Companies are taking drastic measures to conserve cash for R&D

by Lisa M. Jarvis
December 1, 2008 | A version of this story appeared in Volume 86, Issue 48

AS THE CREDIT CRISIS grinds on, the outlook is getting increasingly grim for many of the small biotechnology companies that have products feeding into the drug industry's pipeline.

Since October, biotech firms have been resorting to job cuts, reverse mergers, and other creative deal-making to fund their R&D efforts. Last week brought fresh examples of the challenging climate: San Diego-based Vical said it would slash 20% of its staff and close a research facility; CombinatoRx, in Cambridge, Mass., made its second staff cutback in a month; and Montvale, N.J.-based Memory Pharmaceuticals, which has drugs in Phase I and II studies, agreed to be taken over by Roche for $50 million.

The picture could get even bleaker in 2009. According to the Biotechnology Industry Organization, a trade association, 99 public companies have less than six months of cash on hand, and more than a third of "microcap" biotechs—those with a market capitalization of less than $1 million—barely have enough money to make it through the next year.

It is not unusual for small biotechs to have limited cash at the ready, but they traditionally have had a fairly easy time raising that next round of financing. "The real problem is the massive compression of value," says G. Steven Burrill, CEO of the life sciences investment firm Burrill & Co. Biotech stock prices have plummeted across the board, crimping the ability of firms to raise money from investors or through additional stock offerings.

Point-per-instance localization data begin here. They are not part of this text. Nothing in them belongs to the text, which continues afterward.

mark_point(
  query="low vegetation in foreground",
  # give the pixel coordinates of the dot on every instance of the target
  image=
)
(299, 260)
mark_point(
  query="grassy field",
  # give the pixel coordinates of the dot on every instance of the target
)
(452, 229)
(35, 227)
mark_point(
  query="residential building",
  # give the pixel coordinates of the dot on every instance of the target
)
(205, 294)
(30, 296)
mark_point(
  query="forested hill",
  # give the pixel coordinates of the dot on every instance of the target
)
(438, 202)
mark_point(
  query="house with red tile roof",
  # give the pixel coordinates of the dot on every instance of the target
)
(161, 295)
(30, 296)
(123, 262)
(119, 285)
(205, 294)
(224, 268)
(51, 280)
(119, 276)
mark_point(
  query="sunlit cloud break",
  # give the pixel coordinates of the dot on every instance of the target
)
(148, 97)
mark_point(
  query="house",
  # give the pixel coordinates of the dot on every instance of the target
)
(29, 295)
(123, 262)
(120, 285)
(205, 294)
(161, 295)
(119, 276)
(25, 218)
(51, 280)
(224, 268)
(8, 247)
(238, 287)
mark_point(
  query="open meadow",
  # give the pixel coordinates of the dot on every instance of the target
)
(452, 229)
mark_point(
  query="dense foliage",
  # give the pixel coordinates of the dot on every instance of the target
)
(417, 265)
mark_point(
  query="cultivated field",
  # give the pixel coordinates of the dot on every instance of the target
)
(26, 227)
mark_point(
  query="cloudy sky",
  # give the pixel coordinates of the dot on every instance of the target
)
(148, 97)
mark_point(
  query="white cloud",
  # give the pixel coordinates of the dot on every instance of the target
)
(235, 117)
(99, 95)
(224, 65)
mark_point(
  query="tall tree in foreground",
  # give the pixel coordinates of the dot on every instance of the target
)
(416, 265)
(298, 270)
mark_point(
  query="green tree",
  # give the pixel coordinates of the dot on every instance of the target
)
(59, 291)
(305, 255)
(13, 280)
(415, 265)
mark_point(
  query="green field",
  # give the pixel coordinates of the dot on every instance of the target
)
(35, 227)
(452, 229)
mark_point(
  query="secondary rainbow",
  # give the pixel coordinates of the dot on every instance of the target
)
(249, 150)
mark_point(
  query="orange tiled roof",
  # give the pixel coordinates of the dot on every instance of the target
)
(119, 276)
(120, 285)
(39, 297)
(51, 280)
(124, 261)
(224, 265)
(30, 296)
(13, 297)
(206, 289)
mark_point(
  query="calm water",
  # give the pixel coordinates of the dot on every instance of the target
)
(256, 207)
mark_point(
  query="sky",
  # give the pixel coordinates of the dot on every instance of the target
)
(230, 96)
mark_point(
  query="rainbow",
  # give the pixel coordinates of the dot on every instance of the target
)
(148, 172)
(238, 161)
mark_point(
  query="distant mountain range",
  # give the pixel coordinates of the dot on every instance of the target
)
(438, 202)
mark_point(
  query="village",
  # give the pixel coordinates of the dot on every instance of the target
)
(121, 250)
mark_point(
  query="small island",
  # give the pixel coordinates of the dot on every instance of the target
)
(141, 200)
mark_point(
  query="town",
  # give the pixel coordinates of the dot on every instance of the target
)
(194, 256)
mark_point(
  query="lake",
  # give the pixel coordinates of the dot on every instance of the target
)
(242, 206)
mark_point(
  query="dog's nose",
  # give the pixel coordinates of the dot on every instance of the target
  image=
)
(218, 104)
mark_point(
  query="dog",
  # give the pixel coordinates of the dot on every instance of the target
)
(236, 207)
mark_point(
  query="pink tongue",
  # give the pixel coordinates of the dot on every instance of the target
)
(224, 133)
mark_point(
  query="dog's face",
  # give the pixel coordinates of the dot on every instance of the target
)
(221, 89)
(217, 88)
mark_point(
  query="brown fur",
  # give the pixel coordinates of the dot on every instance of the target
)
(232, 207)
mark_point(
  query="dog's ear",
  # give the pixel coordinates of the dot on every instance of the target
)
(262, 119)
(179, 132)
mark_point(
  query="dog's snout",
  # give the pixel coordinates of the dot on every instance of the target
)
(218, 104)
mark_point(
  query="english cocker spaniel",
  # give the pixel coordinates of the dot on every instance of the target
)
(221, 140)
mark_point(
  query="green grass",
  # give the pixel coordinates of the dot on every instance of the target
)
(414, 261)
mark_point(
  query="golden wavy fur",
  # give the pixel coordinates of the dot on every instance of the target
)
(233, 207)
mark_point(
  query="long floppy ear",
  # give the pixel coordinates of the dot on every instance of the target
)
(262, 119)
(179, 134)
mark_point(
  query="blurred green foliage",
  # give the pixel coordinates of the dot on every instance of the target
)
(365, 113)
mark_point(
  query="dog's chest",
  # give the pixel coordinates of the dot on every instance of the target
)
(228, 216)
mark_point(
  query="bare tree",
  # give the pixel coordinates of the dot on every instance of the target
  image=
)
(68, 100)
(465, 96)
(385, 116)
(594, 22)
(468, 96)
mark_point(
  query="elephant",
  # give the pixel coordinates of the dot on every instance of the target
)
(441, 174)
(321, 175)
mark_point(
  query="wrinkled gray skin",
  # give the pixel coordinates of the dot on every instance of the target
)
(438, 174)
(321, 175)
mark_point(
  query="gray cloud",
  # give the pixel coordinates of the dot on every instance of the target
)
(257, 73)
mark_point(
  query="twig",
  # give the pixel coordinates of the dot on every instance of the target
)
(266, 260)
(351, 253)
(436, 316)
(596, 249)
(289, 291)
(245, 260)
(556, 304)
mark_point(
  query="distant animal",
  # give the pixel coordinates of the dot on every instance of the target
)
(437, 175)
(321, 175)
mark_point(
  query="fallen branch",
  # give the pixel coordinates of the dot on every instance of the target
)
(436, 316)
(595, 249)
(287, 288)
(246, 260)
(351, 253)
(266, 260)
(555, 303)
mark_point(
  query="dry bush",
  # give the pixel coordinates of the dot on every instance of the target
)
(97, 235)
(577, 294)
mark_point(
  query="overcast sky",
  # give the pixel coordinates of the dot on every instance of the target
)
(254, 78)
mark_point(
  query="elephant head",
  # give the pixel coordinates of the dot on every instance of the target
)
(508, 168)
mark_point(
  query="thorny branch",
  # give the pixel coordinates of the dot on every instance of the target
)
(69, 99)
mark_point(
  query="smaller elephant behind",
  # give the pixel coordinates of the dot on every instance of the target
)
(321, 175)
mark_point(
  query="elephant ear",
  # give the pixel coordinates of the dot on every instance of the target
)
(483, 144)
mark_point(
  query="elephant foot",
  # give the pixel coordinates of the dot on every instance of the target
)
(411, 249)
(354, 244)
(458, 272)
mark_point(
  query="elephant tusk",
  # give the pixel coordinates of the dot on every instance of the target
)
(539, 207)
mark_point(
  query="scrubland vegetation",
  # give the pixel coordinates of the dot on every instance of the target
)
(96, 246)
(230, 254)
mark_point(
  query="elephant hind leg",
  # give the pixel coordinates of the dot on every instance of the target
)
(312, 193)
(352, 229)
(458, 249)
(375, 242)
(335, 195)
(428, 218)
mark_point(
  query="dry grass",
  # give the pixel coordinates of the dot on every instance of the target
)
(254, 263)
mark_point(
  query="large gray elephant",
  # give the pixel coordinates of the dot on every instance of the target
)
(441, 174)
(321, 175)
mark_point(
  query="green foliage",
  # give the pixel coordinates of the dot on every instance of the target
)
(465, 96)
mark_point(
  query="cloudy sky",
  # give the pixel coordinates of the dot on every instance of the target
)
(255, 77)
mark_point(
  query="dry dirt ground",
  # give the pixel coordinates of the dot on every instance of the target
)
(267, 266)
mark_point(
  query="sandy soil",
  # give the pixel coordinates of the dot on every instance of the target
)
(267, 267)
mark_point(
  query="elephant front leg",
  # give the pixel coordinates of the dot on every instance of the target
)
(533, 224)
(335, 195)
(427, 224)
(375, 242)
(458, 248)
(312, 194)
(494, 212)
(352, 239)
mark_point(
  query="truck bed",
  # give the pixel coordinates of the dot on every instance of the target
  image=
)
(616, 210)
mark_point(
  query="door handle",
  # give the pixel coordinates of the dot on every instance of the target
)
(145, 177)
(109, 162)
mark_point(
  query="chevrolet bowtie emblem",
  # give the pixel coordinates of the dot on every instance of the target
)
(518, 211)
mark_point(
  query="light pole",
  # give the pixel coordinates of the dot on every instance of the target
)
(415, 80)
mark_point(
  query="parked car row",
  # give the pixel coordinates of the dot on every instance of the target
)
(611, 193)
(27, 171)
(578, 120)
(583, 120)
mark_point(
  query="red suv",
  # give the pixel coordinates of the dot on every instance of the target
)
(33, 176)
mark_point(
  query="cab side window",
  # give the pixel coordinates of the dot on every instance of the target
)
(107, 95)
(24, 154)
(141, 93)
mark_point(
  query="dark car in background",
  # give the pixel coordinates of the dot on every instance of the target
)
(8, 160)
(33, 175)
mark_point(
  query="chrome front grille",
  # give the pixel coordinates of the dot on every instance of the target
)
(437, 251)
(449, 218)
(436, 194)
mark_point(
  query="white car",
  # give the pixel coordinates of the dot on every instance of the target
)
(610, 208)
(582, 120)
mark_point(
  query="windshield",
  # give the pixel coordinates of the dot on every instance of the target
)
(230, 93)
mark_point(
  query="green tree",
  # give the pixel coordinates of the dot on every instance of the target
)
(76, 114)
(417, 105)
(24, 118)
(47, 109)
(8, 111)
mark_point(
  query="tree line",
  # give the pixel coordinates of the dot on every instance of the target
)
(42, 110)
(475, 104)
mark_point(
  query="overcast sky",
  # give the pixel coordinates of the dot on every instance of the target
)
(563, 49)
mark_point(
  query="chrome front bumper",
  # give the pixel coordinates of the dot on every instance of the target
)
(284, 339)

Moreover, investment banks with expertise in crafting deals that let companies survive have their own problems and thus "zero interest and zero capability" to help the biotech sector, Burrill says. Finance companies with money to invest, such as hedge funds, aren't looking to add small struggling firms to their portfolios.

Big pharma needs a healthy biotech industry to fill holes in its R&D effort, and the credit crunch "will slow up the development of the pipeline," Burrill says. On the plus side, he adds, small companies with promising products—such as Memory Pharmaceuticals—can be bought on the cheap.